Single by Khalid
- Released: January 11, 2020
- Length: 3:26
- Label: RCA
- Songwriter(s): Khalid Robinson; Denis Kosiak; Jamil "Digi" Chammas; Kaelyn Behr; Khirye Tyler; Simon Rosen;
- Producer(s): Jamil "Digi" Chammas; Simon Says;

Khalid singles chronology
| "Up All Night" (2019) | "Eleven" (2020) | "Know Your Worth" (2020) |

= Eleven (Khalid song) =

"Eleven" is a song by American singer Khalid, released on January 11, 2020, from RCA Records.

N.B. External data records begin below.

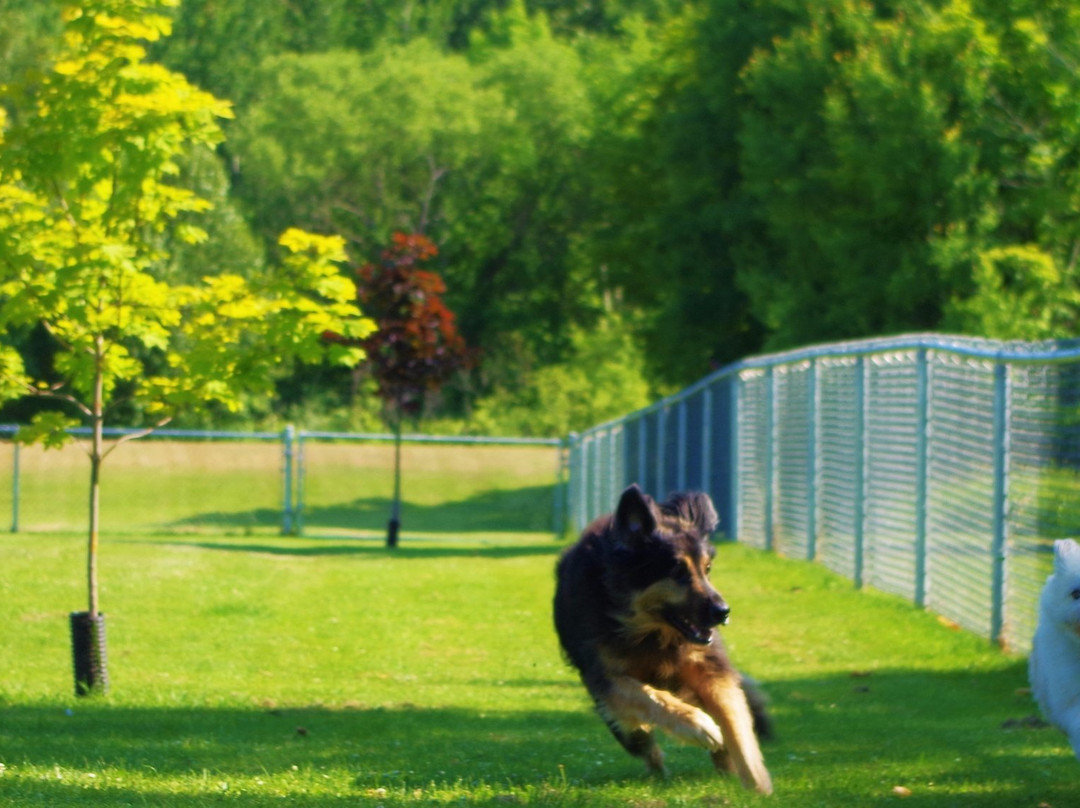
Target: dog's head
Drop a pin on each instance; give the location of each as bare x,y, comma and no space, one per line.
1061,597
661,560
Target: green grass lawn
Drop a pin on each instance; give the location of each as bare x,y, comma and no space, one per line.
329,672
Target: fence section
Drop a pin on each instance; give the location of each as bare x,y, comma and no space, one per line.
935,468
291,482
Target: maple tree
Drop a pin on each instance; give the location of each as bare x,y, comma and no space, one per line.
415,347
88,192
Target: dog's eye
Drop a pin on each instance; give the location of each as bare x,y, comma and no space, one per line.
682,573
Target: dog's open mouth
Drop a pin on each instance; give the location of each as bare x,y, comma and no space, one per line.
696,634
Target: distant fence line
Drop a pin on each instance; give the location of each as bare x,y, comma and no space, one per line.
289,506
936,468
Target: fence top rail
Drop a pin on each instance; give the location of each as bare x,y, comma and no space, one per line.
486,440
9,430
1015,351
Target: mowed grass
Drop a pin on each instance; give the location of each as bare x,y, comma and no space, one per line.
238,487
260,670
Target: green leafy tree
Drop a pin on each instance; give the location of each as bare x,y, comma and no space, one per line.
86,194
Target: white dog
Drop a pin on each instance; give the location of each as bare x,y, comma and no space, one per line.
1054,665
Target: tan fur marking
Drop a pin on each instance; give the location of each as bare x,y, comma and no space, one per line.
634,704
724,699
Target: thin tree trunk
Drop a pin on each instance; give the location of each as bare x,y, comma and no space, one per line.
395,508
96,450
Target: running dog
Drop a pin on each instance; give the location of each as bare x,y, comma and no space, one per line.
1054,664
636,615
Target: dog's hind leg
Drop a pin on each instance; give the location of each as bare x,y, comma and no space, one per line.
721,695
631,705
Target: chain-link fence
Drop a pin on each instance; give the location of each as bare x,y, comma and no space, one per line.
936,468
292,482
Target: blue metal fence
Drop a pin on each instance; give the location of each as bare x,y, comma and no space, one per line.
291,480
936,468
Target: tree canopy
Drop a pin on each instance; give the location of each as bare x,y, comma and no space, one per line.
711,178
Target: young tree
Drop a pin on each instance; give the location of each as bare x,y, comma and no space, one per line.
415,347
85,200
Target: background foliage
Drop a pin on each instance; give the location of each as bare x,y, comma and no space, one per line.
707,178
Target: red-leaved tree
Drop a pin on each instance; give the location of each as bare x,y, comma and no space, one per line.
416,347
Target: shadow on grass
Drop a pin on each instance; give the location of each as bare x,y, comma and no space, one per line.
842,740
377,548
520,510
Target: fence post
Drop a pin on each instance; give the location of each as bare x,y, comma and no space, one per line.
1000,516
680,448
643,447
921,459
14,486
286,520
733,482
862,436
770,443
813,417
706,441
661,450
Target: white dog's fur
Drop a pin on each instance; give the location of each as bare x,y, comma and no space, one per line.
1054,665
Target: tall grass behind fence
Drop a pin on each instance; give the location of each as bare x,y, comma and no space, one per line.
935,468
288,482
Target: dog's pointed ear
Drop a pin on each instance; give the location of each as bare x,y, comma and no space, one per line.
1066,554
696,508
634,517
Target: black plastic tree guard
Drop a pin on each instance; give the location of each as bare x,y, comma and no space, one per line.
88,645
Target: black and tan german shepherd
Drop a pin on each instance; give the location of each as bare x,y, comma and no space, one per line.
636,615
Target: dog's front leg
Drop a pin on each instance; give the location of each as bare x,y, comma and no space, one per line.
632,704
720,694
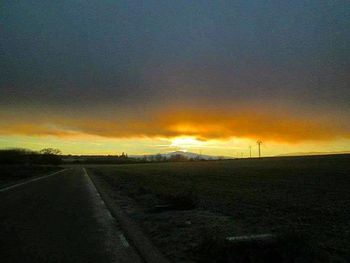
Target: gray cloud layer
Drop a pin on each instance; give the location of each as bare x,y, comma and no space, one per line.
148,54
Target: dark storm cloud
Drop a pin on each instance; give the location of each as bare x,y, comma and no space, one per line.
148,54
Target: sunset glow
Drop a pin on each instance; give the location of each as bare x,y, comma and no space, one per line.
186,79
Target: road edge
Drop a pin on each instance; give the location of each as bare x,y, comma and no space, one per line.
133,233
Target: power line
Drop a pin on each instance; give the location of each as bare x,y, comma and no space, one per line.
259,144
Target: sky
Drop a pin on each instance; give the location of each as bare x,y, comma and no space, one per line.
105,77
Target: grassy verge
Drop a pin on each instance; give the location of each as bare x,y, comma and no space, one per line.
10,174
307,195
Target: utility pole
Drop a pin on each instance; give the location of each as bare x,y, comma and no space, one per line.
259,144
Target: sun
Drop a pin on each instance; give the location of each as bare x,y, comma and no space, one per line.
185,142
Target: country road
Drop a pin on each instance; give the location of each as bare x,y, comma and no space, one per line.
60,218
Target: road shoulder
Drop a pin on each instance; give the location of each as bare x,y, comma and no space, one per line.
133,233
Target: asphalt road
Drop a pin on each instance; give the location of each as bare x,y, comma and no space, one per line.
60,218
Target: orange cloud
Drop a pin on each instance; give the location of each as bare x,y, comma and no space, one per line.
203,125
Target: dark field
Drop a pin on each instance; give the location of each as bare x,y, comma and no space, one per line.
10,174
307,195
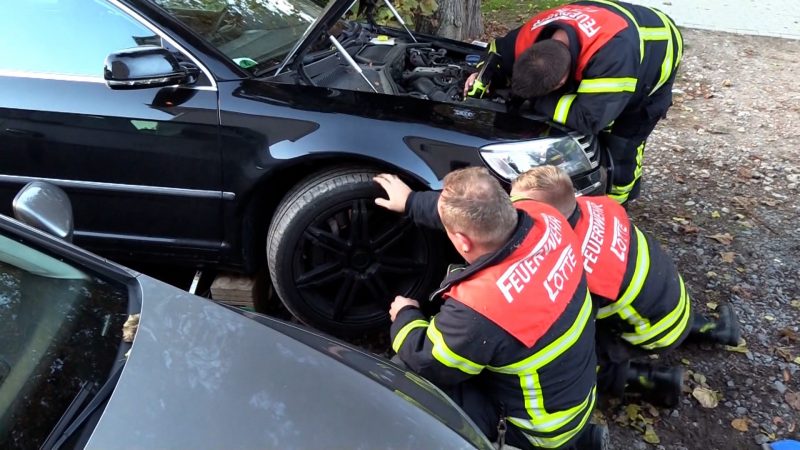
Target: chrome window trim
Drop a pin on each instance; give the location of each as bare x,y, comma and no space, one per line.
50,76
81,79
98,79
117,187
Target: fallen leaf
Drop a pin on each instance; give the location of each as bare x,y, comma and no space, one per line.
741,348
632,411
784,352
740,424
742,291
129,328
650,435
706,397
722,238
699,378
789,335
690,229
793,400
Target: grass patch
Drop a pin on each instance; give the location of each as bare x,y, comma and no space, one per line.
514,12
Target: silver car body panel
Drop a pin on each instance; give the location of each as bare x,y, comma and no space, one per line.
202,376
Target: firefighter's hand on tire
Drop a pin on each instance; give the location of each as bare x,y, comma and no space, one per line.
396,190
399,303
468,84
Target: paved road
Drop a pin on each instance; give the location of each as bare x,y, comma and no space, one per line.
780,18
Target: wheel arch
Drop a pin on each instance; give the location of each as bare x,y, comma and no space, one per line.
257,206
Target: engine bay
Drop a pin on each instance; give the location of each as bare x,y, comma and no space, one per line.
394,65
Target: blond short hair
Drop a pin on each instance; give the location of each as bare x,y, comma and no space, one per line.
474,203
548,184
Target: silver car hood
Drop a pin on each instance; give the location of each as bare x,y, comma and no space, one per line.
202,376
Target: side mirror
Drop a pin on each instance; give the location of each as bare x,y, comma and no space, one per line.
146,67
46,207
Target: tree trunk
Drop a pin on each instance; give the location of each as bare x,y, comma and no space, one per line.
455,19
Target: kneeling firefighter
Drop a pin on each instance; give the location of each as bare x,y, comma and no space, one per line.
643,304
513,343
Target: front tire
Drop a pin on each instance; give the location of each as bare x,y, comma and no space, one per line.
337,260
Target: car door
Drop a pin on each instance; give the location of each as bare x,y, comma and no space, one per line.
142,166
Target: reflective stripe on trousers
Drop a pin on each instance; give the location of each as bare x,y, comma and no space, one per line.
663,333
542,428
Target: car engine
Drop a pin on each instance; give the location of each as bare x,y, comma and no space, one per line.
393,65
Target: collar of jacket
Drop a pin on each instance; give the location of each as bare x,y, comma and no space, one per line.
574,217
524,225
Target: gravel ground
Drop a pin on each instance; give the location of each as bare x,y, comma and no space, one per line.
722,175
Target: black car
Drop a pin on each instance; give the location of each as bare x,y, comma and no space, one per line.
75,372
232,132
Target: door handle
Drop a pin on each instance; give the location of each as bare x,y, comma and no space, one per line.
23,133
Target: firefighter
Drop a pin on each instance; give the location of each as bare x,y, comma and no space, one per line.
643,304
592,66
513,342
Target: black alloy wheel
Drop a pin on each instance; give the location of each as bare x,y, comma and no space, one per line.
337,260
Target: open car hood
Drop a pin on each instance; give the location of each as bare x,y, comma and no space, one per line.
330,15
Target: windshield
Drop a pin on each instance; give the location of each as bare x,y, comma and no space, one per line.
250,32
60,328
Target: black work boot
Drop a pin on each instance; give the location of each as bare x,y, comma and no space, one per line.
659,385
724,330
594,437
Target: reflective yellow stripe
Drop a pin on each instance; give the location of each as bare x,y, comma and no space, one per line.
655,33
444,355
630,16
559,440
403,333
677,319
540,420
604,85
620,193
640,273
667,64
679,37
562,109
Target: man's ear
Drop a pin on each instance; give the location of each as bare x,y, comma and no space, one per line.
464,242
563,81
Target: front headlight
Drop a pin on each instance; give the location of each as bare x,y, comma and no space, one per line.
510,159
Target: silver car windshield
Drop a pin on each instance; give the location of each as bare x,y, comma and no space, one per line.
250,32
61,333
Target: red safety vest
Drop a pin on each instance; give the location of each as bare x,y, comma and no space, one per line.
528,291
605,230
593,25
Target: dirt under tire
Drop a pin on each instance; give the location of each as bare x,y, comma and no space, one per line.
337,260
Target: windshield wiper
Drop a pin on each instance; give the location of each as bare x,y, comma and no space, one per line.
75,416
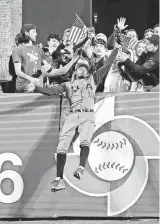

Its remix features American R&B singer Summer Walker, who co-wrote the song alongside Jamil "Digi" Chammas and Simon Says, who also produced the track.

==Charts==

Chart performance for "Eleven"
| Chart (2020) | Peak position |
|---|---|
| Australia (ARIA) | 48 |
| Canada (Canadian Hot 100) | 52 |
| Ireland (IRMA) | 53 |
| New Zealand Hot Singles (RMNZ) | 7 |
| Portugal (AFP) | 112 |
| Sweden (Sverigetopplistan) | 71 |
| Switzerland (Schweizer Hitparade) | 74 |
| UK Singles (OCC) | 70 |
| US Billboard Hot 100 | 83 |
| US Hot R&B/Hip-Hop Songs (Billboard) | 39 |

==Certifications==

Certifications for "Eleven"
| Region | Certification | Certified units/sales |
| Australia (ARIA) | Gold | 35,000^{‡} |
| Brazil (Pro-Música Brasil) | Gold | 20,000^{‡} |
| New Zealand (RMNZ) | Platinum | 30,000^{‡} |
^{‡} Sales+streaming figures based on certification alone.